ゴードン(1959)は後に同じ見解をより簡潔に表現しました。「株式や他の資産と同様に、人々がそれを購入するのは、期待される将来の収入をもたらすからです。」
株式には価値がありますが、それは企業が印象的であったり、ビジネスが活発であったり、地位が重要であったり、技術的に代替不可能であるからではありません。価値があるのは、株式が株主に将来の収入を請求する権利を与えるからです。
L1トークンに関しては、価値は2つの方法で集約できます。1つ目は手数料の焼却で、これは経済的効果としては自社株買いに相当します。2つ目は手数料をステーキング者に分配することで、これは経済的効果としては配当の支払いに相当します。
増発によって支払われるステーキング報酬は異なります。これはネットワークが創出した収入でもなく、ネットワークが負担するコストでもありません。プロトコルは新しいトークンを作成し、それをステーキング者に配布し、未ステーキング者の持ち分を希薄化します。
このメカニズムはネットワークの安全性を確保するために必要かもしれませんし、時間の経過とともに誰がネットワークを所有するかを決定するかもしれませんが、全てのトークン保有者の観点から見ると、それは価値を創造することも、価値を失わせることもありません。
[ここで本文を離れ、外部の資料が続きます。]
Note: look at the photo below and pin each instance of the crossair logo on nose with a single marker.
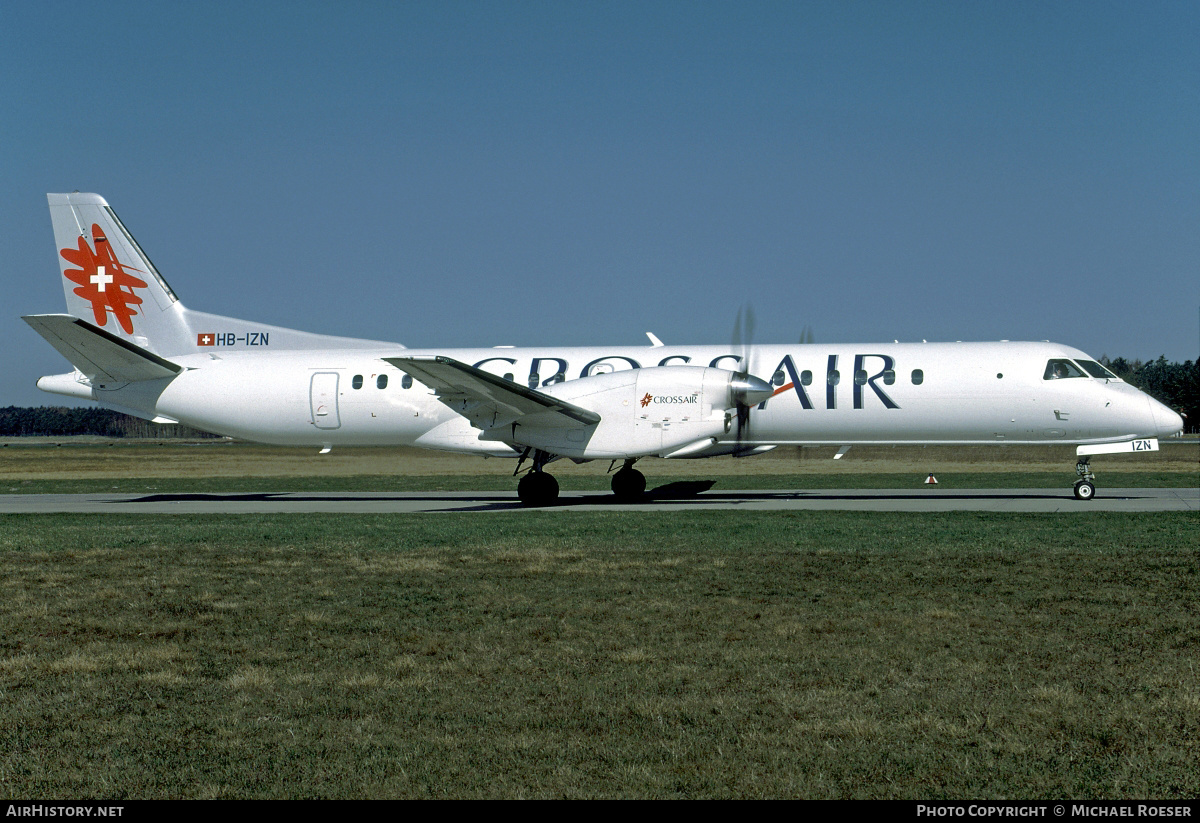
(694, 397)
(103, 281)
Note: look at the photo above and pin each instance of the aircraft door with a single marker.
(323, 400)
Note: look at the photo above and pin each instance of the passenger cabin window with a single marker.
(1097, 370)
(1057, 370)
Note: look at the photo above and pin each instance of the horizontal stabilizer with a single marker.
(100, 354)
(487, 400)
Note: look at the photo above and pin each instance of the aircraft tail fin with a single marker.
(112, 286)
(108, 280)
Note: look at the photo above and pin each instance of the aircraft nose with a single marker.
(1167, 422)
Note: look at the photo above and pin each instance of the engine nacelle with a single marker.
(658, 410)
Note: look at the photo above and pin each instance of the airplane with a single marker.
(137, 349)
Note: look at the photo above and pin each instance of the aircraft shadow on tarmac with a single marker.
(690, 491)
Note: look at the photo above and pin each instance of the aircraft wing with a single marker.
(490, 401)
(97, 353)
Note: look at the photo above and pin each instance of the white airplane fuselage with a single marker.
(138, 349)
(964, 394)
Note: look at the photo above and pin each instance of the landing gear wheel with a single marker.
(538, 488)
(629, 485)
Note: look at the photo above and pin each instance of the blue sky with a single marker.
(580, 173)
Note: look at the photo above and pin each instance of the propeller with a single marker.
(745, 389)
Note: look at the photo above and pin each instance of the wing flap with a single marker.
(487, 400)
(97, 353)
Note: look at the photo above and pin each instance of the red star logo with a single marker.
(103, 281)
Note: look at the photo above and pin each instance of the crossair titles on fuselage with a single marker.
(786, 376)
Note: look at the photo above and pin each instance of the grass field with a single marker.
(33, 466)
(574, 654)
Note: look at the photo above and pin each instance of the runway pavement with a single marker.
(677, 497)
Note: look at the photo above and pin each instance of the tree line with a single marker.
(63, 421)
(1175, 384)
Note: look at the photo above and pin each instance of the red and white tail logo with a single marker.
(103, 281)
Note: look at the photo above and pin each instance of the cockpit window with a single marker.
(1097, 370)
(1061, 368)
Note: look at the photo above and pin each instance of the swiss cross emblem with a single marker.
(103, 281)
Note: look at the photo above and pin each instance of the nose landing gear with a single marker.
(1085, 487)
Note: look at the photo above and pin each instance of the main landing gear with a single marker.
(538, 487)
(1085, 487)
(629, 484)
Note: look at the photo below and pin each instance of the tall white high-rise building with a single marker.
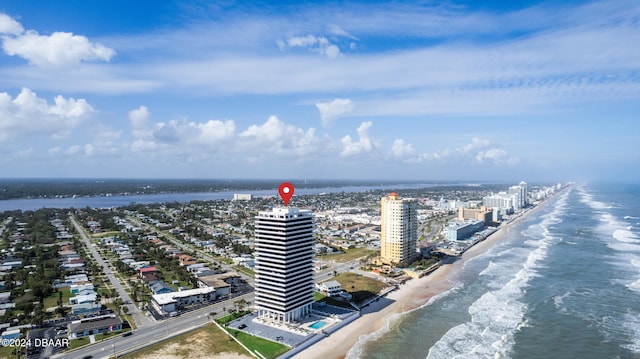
(525, 193)
(284, 264)
(398, 230)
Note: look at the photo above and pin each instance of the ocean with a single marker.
(563, 283)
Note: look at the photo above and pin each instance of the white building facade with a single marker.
(399, 229)
(284, 247)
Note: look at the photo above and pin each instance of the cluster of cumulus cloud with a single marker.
(60, 49)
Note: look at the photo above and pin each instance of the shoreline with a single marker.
(409, 296)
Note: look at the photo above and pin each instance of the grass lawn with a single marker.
(349, 255)
(52, 299)
(245, 270)
(106, 234)
(359, 286)
(7, 352)
(209, 339)
(265, 347)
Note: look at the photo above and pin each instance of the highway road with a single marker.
(150, 334)
(138, 316)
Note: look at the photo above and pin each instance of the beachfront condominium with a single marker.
(284, 282)
(398, 230)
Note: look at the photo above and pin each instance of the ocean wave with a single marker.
(632, 324)
(624, 235)
(358, 349)
(634, 286)
(496, 316)
(624, 247)
(558, 302)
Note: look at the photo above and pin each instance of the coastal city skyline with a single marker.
(442, 91)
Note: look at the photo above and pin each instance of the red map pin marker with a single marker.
(286, 191)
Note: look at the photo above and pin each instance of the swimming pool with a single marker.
(317, 325)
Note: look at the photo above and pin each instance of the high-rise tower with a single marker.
(284, 267)
(399, 229)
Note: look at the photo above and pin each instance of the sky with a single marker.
(402, 90)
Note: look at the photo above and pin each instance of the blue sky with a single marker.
(428, 90)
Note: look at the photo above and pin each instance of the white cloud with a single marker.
(139, 119)
(329, 111)
(364, 144)
(9, 26)
(319, 44)
(402, 150)
(60, 49)
(478, 151)
(28, 115)
(276, 137)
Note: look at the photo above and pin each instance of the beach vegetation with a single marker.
(208, 339)
(360, 287)
(350, 255)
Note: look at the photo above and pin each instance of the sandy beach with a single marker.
(411, 295)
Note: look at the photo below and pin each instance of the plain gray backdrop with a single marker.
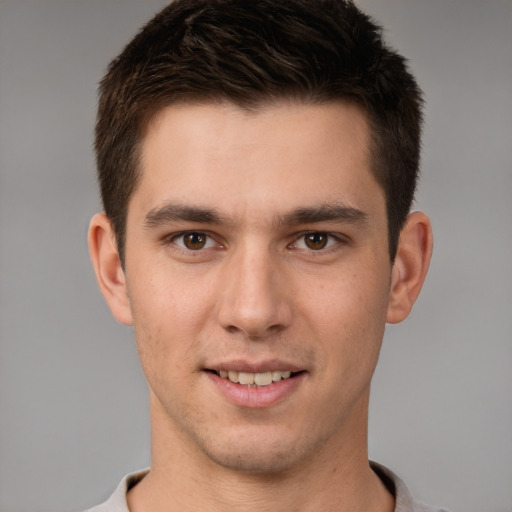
(73, 400)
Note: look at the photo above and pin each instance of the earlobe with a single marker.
(108, 268)
(410, 266)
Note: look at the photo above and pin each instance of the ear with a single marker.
(410, 267)
(108, 269)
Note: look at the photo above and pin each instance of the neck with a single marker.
(336, 477)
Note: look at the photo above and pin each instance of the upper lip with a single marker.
(242, 365)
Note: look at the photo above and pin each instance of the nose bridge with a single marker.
(253, 300)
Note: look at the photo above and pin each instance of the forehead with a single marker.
(277, 157)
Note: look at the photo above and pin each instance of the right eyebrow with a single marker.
(172, 212)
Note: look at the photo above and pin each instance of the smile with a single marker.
(259, 379)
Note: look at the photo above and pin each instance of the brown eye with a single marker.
(316, 241)
(194, 241)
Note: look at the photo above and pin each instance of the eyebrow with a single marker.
(172, 212)
(336, 212)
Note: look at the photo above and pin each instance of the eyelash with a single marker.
(333, 240)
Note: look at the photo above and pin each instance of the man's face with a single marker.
(257, 245)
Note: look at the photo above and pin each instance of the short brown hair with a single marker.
(254, 52)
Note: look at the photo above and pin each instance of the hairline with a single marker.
(256, 106)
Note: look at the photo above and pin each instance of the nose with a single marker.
(255, 301)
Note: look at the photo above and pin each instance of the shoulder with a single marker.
(117, 501)
(403, 498)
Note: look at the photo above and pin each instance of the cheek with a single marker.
(167, 319)
(348, 312)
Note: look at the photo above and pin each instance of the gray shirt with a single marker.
(403, 499)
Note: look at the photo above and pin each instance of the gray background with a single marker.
(73, 404)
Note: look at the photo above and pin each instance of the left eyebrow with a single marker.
(325, 212)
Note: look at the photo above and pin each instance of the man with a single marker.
(257, 163)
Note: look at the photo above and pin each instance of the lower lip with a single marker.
(256, 397)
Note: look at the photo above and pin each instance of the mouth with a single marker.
(255, 380)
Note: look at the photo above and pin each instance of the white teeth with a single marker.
(255, 379)
(246, 378)
(263, 379)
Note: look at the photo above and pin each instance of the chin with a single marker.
(260, 455)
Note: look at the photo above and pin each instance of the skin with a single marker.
(256, 295)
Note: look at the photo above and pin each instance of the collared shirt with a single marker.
(404, 502)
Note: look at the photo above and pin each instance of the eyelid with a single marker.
(172, 238)
(337, 237)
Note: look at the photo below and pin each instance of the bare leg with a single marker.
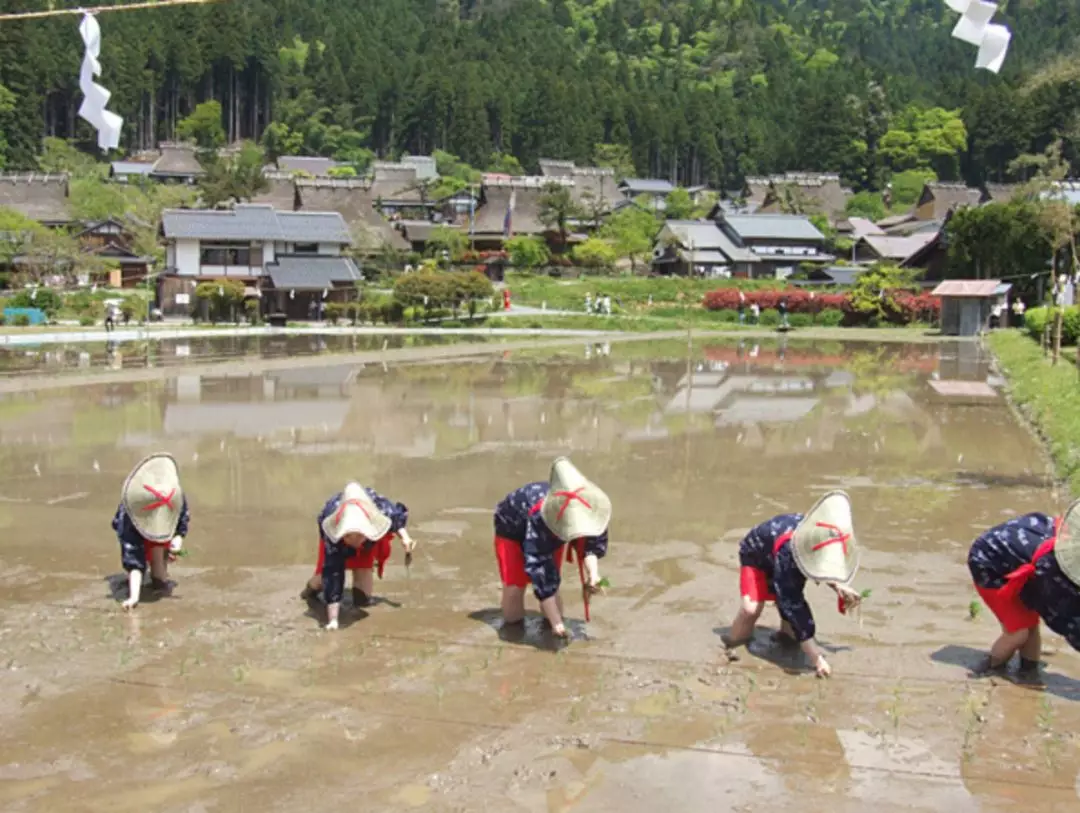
(742, 627)
(363, 586)
(513, 604)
あるブロックチェーンは数百万件の取引を処理できますが、トークン保有者にほとんど価値を創造しません。なぜなら、これらの残余はユーザー、アプリケーション、検証者、または他の中間参加者によって奪われる可能性があるからです。逆に、活動量が少ないチェーンが、より大きな割合の経済活動をトークン保有者の価値に変換できるなら、より価値があるかもしれません。
しかし、すべての手数料が同じ価値を持つわけではありません。ARRのRはrecurring、すなわち持続可能で再現可能な収入を意味します。Dichev、Graham、Harvey、Rajgopal(2013)は利益の質について議論する中で、高品質の利益は「持続可能で再現可能であるべきだ」と指摘しました。同様の基準はL1手数料にも適用されます。
長期的な金融活動から生じる1ドルの手数料は、エアドロップ、ミームコインの熱狂、連鎖清算、または一時的なネットワークの混雑から生じる1ドルの手数料とは異なります。
一部の手数料は、ユーザーによる希少なブロックスペースへの持続的な需要から生じます。他の手数料は単なる投機的な循環から排出された排気です。一度インセンティブが消え、ボラティリティが低下し、ユーザーの資金が尽きると、これらの活動も消えてしまいます。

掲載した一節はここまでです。